Feeling anxious about a number of things.
Some of you might remember when I reintroduced myself here a few weeks back, I mentioned that my husband was diagnosed with cancer back in 2009. He went through a hellish year of cancer treatment, and his two subsequent scans showed "no evidence of disease," which is the best news you can get post-cancer. Well, he had his annual CT/PET scan yesterday morning. Neither of us were feeling especially anxious about it - he goes in for regular checkups with his surgeon and oncologist, and everything has been fine. We didn't expect to hear from his oncologist with the results of the scan until today or maybe even Monday, but surprisingly he called yesterday afternoon. He said that everything looks okay for the most part, but the scan did show an area of concern in Michael's liver. Could be nothing, but impossible to say at this point. His doc isn't treating it as urgent, but wants to do some follow-up before the end of the year. So suddenly the reality that his cancer could be back and metastasized is hitting us full force.

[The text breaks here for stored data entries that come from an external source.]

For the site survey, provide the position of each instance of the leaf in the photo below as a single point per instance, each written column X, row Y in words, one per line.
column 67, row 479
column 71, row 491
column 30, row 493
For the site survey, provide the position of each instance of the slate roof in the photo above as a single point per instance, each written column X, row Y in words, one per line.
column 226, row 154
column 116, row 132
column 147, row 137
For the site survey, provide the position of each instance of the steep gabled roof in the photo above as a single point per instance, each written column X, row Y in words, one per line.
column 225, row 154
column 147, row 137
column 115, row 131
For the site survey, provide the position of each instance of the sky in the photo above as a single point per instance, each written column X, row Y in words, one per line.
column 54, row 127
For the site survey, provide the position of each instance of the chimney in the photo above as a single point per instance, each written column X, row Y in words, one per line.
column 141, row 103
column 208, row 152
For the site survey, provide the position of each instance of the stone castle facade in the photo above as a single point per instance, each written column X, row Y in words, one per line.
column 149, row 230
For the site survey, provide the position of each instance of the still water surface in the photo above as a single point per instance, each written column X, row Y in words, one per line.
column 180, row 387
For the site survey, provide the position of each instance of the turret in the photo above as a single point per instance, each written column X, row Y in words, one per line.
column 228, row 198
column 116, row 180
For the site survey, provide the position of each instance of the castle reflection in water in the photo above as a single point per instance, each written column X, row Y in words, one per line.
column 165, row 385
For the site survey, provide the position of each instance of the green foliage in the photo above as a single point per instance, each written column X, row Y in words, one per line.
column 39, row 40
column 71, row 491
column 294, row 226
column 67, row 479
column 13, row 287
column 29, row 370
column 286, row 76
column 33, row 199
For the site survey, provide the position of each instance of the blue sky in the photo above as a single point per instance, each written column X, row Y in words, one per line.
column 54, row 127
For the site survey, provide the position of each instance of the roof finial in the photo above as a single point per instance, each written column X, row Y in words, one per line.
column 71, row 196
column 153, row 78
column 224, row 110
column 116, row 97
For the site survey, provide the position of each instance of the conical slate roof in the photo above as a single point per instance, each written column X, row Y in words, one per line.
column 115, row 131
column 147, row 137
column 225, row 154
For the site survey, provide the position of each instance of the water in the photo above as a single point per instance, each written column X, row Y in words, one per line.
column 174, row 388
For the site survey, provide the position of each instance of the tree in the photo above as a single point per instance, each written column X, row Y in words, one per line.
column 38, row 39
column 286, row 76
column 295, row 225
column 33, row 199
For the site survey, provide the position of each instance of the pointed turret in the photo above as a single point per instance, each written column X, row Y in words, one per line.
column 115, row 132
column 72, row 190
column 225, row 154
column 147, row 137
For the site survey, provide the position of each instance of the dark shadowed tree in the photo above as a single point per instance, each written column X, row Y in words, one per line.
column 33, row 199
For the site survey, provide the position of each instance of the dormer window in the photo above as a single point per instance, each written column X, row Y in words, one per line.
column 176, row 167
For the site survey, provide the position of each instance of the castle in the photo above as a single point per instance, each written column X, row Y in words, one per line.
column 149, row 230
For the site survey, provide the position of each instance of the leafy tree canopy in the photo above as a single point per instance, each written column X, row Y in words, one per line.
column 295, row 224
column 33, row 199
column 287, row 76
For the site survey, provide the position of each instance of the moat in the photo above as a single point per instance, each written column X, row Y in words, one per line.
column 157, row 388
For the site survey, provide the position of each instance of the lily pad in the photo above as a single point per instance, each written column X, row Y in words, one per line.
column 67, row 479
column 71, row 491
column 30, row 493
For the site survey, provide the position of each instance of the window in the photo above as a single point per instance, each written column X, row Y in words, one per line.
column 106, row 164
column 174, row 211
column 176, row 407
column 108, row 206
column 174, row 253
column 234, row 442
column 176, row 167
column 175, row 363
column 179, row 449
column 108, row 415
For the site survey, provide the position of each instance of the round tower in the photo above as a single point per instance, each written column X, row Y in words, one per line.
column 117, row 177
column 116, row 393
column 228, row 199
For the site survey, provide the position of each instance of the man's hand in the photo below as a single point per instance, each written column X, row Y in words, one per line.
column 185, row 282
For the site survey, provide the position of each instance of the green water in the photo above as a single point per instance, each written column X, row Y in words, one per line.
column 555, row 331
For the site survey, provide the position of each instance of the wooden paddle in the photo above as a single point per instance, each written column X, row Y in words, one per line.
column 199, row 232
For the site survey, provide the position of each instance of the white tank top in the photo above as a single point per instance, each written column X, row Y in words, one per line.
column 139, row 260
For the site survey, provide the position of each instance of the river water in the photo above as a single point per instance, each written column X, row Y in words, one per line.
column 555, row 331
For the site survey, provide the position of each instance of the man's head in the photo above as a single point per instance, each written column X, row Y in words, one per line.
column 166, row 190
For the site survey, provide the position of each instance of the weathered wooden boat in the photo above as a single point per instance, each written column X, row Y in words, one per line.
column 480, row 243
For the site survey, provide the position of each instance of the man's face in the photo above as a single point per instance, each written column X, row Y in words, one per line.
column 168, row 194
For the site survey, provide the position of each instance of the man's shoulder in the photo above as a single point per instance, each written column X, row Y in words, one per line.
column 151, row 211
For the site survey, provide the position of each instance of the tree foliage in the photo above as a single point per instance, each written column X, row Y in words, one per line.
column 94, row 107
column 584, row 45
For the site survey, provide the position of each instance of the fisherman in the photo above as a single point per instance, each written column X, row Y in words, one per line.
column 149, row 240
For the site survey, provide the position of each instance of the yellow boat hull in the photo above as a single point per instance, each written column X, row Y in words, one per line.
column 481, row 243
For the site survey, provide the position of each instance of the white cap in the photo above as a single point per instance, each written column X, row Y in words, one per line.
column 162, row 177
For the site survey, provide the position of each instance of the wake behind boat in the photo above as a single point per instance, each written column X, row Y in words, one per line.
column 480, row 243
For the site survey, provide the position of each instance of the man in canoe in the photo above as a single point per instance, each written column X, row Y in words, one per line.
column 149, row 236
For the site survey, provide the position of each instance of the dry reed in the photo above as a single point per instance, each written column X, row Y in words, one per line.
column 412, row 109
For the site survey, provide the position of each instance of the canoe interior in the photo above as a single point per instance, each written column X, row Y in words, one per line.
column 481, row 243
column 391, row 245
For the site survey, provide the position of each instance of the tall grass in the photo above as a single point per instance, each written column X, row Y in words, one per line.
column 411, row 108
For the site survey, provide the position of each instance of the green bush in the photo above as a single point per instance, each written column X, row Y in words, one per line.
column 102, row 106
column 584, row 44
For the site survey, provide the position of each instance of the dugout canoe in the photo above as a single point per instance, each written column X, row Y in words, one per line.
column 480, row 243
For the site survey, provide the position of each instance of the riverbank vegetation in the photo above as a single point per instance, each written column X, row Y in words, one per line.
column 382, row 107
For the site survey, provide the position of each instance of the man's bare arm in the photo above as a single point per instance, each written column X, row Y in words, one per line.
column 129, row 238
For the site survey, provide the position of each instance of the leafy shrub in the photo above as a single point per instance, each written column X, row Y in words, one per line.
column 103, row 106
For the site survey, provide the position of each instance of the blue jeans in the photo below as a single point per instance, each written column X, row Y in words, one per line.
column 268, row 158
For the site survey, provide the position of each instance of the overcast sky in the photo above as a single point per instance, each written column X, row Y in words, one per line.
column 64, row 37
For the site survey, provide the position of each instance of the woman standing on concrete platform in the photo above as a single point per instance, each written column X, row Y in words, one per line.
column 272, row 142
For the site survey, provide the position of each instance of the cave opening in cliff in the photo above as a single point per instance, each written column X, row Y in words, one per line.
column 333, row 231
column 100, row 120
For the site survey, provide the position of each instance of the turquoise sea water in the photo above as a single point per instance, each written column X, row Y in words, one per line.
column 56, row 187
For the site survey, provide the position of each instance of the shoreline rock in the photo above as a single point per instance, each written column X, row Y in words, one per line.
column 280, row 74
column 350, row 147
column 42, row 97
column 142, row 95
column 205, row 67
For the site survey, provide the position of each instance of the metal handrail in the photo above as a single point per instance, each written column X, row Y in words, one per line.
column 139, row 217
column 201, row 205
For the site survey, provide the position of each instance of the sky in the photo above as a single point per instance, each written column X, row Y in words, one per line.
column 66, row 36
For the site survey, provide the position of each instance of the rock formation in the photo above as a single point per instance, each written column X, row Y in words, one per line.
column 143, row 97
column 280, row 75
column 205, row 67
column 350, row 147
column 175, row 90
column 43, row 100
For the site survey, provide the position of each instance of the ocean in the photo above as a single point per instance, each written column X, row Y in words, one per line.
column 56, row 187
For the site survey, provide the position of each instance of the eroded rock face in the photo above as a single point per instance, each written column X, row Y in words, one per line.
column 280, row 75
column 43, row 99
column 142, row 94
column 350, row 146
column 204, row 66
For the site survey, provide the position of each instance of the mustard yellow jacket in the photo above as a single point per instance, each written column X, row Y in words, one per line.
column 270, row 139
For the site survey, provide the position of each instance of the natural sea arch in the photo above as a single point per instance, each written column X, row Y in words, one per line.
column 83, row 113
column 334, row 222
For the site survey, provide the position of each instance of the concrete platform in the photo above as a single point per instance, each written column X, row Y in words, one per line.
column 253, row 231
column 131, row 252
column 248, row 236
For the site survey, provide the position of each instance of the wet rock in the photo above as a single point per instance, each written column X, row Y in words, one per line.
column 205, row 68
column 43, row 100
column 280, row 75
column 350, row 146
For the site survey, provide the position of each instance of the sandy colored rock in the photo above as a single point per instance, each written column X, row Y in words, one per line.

Then there's the pregnancy. I've been pretty scared ever since I found out I was pregnant. There is a part of me that feels like I have no business being pregnant at my age. I think I'm about 12 weeks now, and although everything seems to be progressing fine, and there have been no signs of anything amiss, I can't seem to stop worrying. I have an ultrasound scheduled for next week to date the pregnancy, and I'm terrified it's going to reveal something terrible - that the baby has died or isn't viable or something. I've been thinking that once I get the ultrasound behind me, once I see that the baby is really there and everything appears to be okay, I can rest easy. But then I read about Michelle Duggar's baby last night and it threw me for a loop. I'm only a year younger than her. I don't know what it is about older pregnant women that puts them more at risk - is it that there is something structurally or physiologically about their bodies that is compromised, making it more difficult to carry a pregnancy? Or is it that their eggs are old and defective and they're just more likely to produce unviable babies? Whichever it is, it scares the crap out me. In any case, I feel like I'm never going to be able to rest easy with this one, and I can't let myself get excited or attached. Which makes me feel very guilty.
I keep telling myself that worrying isn't going to change anything - whatever will be will be, and some things are just out of my control. It's been really hard, though.